Hmm. Udah lama ga nulis blog. Boleh lah dimulai lagi, kali ini pakai bahasa ibu saja.
Lottery of birth apa sih itu?
Pertama kali denger isu ini kira-kira setahun atau dua tahun lalu. Lupa pencetusnya siapa (maafkan memori saya yang sekarang sering samar ini) tapi pernah dibahas di suatu kuliah online yang saya ikuti. Jadi, lottery of birth itu adalah semacam "takdir", dimana seseorang itu tidak bisa memilih di keluarga macam apa dia dilahirkan, karena ternyata status sosial, kesempatan untuk bangkit dan maju, serta untuk beranjak dari kemiskinan semua berpangkal pada titik start up kita, meski tidak melulu menentukan (ada saja kisah sukses dari seseorang dengan latar belakang keluarga yang sangat miskin namun akhirnya berhasil maju), tapi secara statistik hal ini sangat susah. Bila kita terlahir di keluarga miskin, dan hidup di lingkungan miskin, untuk menjadi ikut miskin adalah sebuah keniscayaan.
Isu lottery of birth ini marak dibahas di negara maju seperti Inggris karena mereka sangat peduli terhadap inequity atau kesenjangan sosial, dan berharap akan bisa untuk memeratakan jurang antara yang kaya dengan yang miskin dengan cara memberi kesempatan yang sama, sehingga orang-orang yang "sial" dan lahir dari keluarga miskin akan punya potensi yang sama untuk bisa mengangkat dirinya dan keluarganya keluar dari kemiskinan. Omong-omong, isu ini saya baca sebelum Brexit, jadi mungkin sekarang sedikit bergeser penilaian tentang hal ini.
Bagaimana dengan di negara kita? Sepertinya wacana tentang ini belum marak dibicarakan. Atau sengaja tidak pernah disinggung?
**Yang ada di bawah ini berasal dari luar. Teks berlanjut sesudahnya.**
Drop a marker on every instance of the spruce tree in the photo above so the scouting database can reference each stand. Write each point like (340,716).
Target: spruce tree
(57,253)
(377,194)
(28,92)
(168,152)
Malah yang marak sekarang adalah segregasi sosial, dimana sekelompok masyarakat yang sangat kaya malah membuat kota-kota, cluster-cluster hunian tertutup tembok tinggi untuk semakin membuat jurang antara yang kaya dan yang miskin. Yang namanya gaya hidup "kampung" atau "kampung kota" mulai ditinggalkan. Saya sendiri dibesarkan di "kampung kota" di daerah Jakarta Selatan, dimana di "kampung" saya beragam manusia dengan tingkat ekonomi beragam dapat saling ber-ko-eksistensi. Setelah menikah, saya sempat tinggal di hunian vertikal yang memang mengkotakkan manusia dengan tingkat ekonomi yang sama. Nilai-nilai yang ada sangat jauh berbeda.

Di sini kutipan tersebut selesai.